Anyone with small children will know that snow maidens have had a resurgence in popularity in the last few years thanks to a certain ubiquitous Disney film, but this is only the latest in a long history of snowy maidens in folk and fairy stories.
In this blog I’m going to look at the Russian folk character Snegurochka (“Little Daughter of the Snow”) and how her story changes in different retellings until she becomes an essential festive figure.
The story of Snegurochka was first written down in the 19th century, famously by Alexander Afanasev, who was one of the first to record Russian folk stories. Afanasev, a librarian and an archivist in Moscow, published a collection of around 600 folk tales in the 1860s.
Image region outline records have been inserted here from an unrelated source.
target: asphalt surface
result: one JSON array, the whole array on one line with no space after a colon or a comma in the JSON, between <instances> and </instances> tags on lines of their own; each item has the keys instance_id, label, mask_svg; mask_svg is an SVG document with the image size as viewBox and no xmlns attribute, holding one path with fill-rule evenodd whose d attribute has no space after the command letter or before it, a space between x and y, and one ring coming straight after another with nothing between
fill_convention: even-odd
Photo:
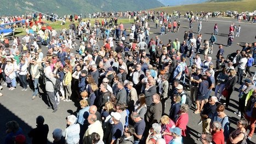
<instances>
[{"instance_id":1,"label":"asphalt surface","mask_svg":"<svg viewBox=\"0 0 256 144\"><path fill-rule=\"evenodd\" d=\"M172 20L172 21L173 19ZM168 39L174 40L178 38L180 41L183 40L183 36L185 31L189 31L189 22L185 19L180 19L177 20L180 21L181 27L179 33L168 33L166 35L160 35L161 33L160 28L158 27L157 29L155 28L155 23L149 22L150 25L150 38L155 38L156 35L158 35L160 39L162 40L164 44L168 43ZM211 37L211 33L213 32L213 27L214 24L217 23L219 27L219 34L217 35L217 44L223 44L224 46L227 45L227 34L229 34L229 26L232 22L236 22L235 19L221 19L221 18L211 18L209 19L208 22L202 22L202 28L201 33L202 34L202 39L209 39ZM194 32L197 32L198 23L193 23L192 30ZM238 23L235 22L238 26ZM236 43L253 43L256 41L254 37L256 34L256 25L240 23L241 30L240 37L235 37L233 44L230 47L224 46L225 57L231 53L234 52L237 49L241 50L241 47ZM126 28L129 28L130 24L124 25ZM235 33L236 34L236 33ZM195 36L197 35L195 33ZM128 37L127 38L127 41L128 41ZM102 42L99 42L99 44L102 44ZM209 56L213 57L212 61L215 64L216 61L215 55L217 54L218 45L214 46L214 51L212 55ZM47 47L43 47L43 52L46 53ZM77 48L78 49L78 48ZM73 50L73 52L75 50ZM203 56L201 55L201 59L203 59ZM187 59L188 64L189 59ZM255 71L255 68L252 68L252 72ZM236 85L236 88L238 88L239 85ZM23 129L24 134L26 136L27 142L31 143L31 139L27 136L27 133L32 128L36 127L36 118L38 115L42 115L44 117L44 123L47 124L49 127L48 133L49 142L52 142L52 132L55 128L60 128L64 130L66 128L66 117L71 113L74 113L77 111L77 107L73 101L64 102L61 101L58 105L58 110L56 113L52 113L52 110L47 109L48 106L45 103L45 98L43 97L42 98L37 97L35 100L32 100L32 92L30 91L21 91L21 88L17 85L17 88L13 91L9 91L7 88L4 86L3 89L1 91L3 96L0 97L0 143L3 143L5 137L5 131L6 130L5 123L12 120L16 121L20 124L21 128ZM42 90L40 90L42 92ZM213 95L213 93L211 95ZM238 92L233 92L230 100L230 106L225 110L226 113L229 116L230 121L231 123L231 126L232 128L236 128L236 122L240 118L233 112L236 111L238 108ZM166 113L168 113L170 106L170 100L167 101L167 107L166 108ZM198 138L197 134L202 132L202 125L197 125L197 122L200 119L199 114L196 115L193 113L194 107L189 111L189 122L187 125L187 136L184 139L184 143L201 143L197 140ZM232 129L231 129L232 130ZM253 136L251 140L251 143L256 142L256 136ZM253 143L254 142L254 143Z\"/></svg>"}]
</instances>

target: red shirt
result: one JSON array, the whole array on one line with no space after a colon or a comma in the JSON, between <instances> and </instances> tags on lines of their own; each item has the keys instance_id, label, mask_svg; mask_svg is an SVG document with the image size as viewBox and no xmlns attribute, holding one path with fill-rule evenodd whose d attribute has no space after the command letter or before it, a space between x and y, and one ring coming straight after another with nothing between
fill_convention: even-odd
<instances>
[{"instance_id":1,"label":"red shirt","mask_svg":"<svg viewBox=\"0 0 256 144\"><path fill-rule=\"evenodd\" d=\"M212 133L213 136L213 141L216 144L224 144L224 134L223 134L223 130L221 129L219 131L215 133Z\"/></svg>"},{"instance_id":2,"label":"red shirt","mask_svg":"<svg viewBox=\"0 0 256 144\"><path fill-rule=\"evenodd\" d=\"M181 129L181 135L186 136L186 131L187 125L189 123L189 115L187 113L183 113L180 115L176 121L175 124L176 127Z\"/></svg>"},{"instance_id":3,"label":"red shirt","mask_svg":"<svg viewBox=\"0 0 256 144\"><path fill-rule=\"evenodd\" d=\"M173 22L173 27L177 27L177 22L176 21L174 21Z\"/></svg>"}]
</instances>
Afanasev’s collection was similar to the work done in Germany by the Brothers Grimm and by other 19th century European folklore collectors (see my previous blog on French folk tales). In Russia this interest reflected a rediscovery of Russianness among educated people who previously only spoke French or other European languages. True Russianness was thought to exist among the peasants, with their simple faith and folk customs and stories. This was a part of the movement towards a greater appreciation of Russian peasants that led to their release from serfdom in 1861.
Early stories of Snegurochka tell of a childless couple who build a girl out of snow who then comes magically alive. This image is from an illustrated collection of Russian folk stories from ca. 1900. The publication of such a volume shows that folk stories were more popular and available.
The couple are delighted with their longed-for daughter, but their happiness does not last. Encouraged in a children’s game, Snegorochka jumps over a fire and evaporates into snow.
In 1873 the playwright Alexander Ostrovsky wrote a version of Snegurochka with a more romantic plot. She is the daughter of Father Frost and Spring. She is adopted by humans and falls in love with a mortal man.
Unfortunately she meets a sticky end here too, as she melts in the warmth of the spring sun, and as her heart warms with love.
The play was unpopular with critics, but not with fellow artists and musicians: it was made into an opera by Rimsky-Korsakov in 1881. Rimsky-Korsakov had a deep interest in folk stories. He published a collection of them in the 1870s, and created other works based on them such as the operas Sadko and the Golden Cockerel. Many of his works entered the repertoire of Diaghilev’s Ballet Russe company.
Snegurochka was reworked for the ballet ‘Le Soleil de Nuit’, which premiered in 1915. The ballet represented a primitive pagan festival to inaugurate the coming of spring and the end of winter (and thus also the snow maiden).
Early Ballet Russe works found inspiration in Russian folk culture for plots, but also influenced how they were presented on stage. Designers such as Goncharova, Larionov and Roerich (also an archaeologist) used Slavic folk motifs in primitive colours in set and costume design.
After the revolution Diaghilev shied away from folk tales, thinking the interest in folk culture had contributed to the atmosphere that led to the Russian revolution. During this time an idolisation of the worker class was accompanied by persecution of the aristocracy and intelligentsia.
In the late 19th century Snegurochka had become a popular figure at Xmas celebrations – linked with Father Frost (now also a Father Christmas figure) and celebrations for children. When Soviet rule banned Xmas, she was included in the New Year festivities (along with Father Frost and the Yule tree) and is still a popular figure on Russian festive cards. She is often seen in a traditional Russian gown and hat, sometimes with Father Frost, or surrounded by animals.
At least in this incarnation as present-giving festive assistant she might escape a melty end. Best wishes for Christmas and the New Year from Snegurochka and the V&A!